Yine asıl konumuza dönelim: Zaten Cambridge etrafı ve yöresi engebesiz, düz toprak ve arazilerle çevrili. Belki İngiltere’nin tarıma en elverişli bölgesi. İklim yumuşak. Yağışlı ve genellikle hava bulutlu.

     Kaldığım köy çevresinde -her yerde olduğu gibi- çiftlikler var. Büyük arazileri bünyelerinde barındırıyor. Bizdeki gibi herkesin küçük küçük toprakları yok. Olanların çok geniş alanları kaplayan çiftlikleri var. Bizde herkesin toprağı var fakat herkese yetmiyor. Burada bazılarının toprağı var fakat her birine yetiyor.

     Söz buraya gelmişken bir hatıram canlandı gözümde. Yıllar sonra köyüme ziyarette bulunmuş ve köy okulunda beraber okuduğum bir arkadaşımla karşılaşmış ve onun şu tesbîtine kulak misafiri olmuştum:

     “Muhsinciğim demişti, şayet gurbet olmasaydı da hepimiz bu bir avuç toprakla başbaşa kalsaydık, ne yapardık? Her halde birbirimizi yer, kavga dövüş içinde kalırdık. İstanbul’a göç bizleri kurtardı, rahat nefes almamızı sağladı.”

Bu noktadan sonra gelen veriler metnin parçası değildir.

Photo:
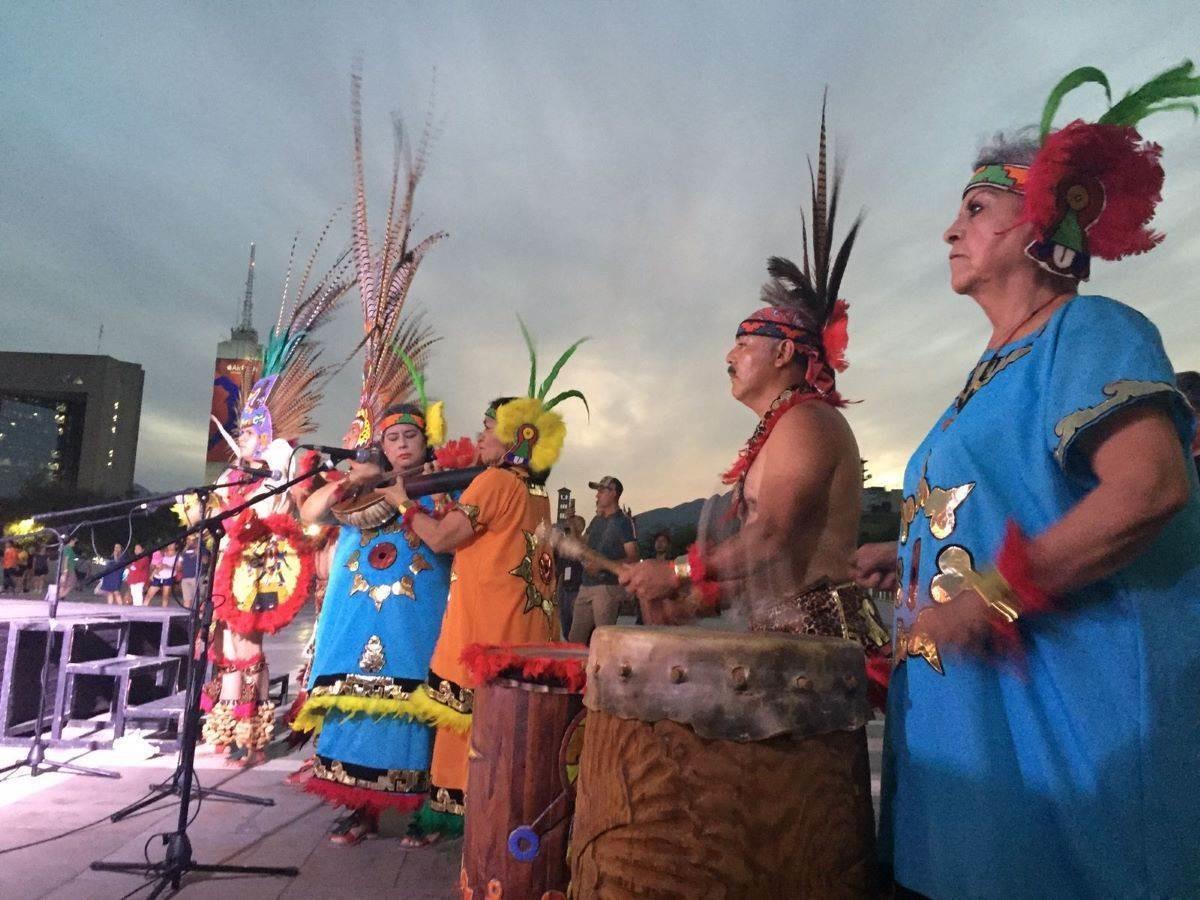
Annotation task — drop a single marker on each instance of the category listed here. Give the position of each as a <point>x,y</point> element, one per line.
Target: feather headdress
<point>528,426</point>
<point>281,401</point>
<point>803,303</point>
<point>385,275</point>
<point>1092,189</point>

     Böylece çiftlikler modern bir şekilde hizmet verirken, halk şehirlerde yoğunlaşmış; köylerdeki evler bile şehir yaşayışını aksettiren birer villâ hâlini almış. Nitekim şehirde çalışanların çoğu, yakın köylerde villâ tipi, konforlu evlerde kalıyor. Bölgeyi bir ağ gibi ören çift yollu asfalt, bakımlı yollardan kısa zamanda evinden işine; işinden evine erişmek imkânına sahipler. Zaten Avrupa’daki zenginler; şehir merkezi yerine, civar köy veya yerleşim birimlerindeki büyük, geniş ve bahçeli evlerde yaşamayı tercih ediyorlar.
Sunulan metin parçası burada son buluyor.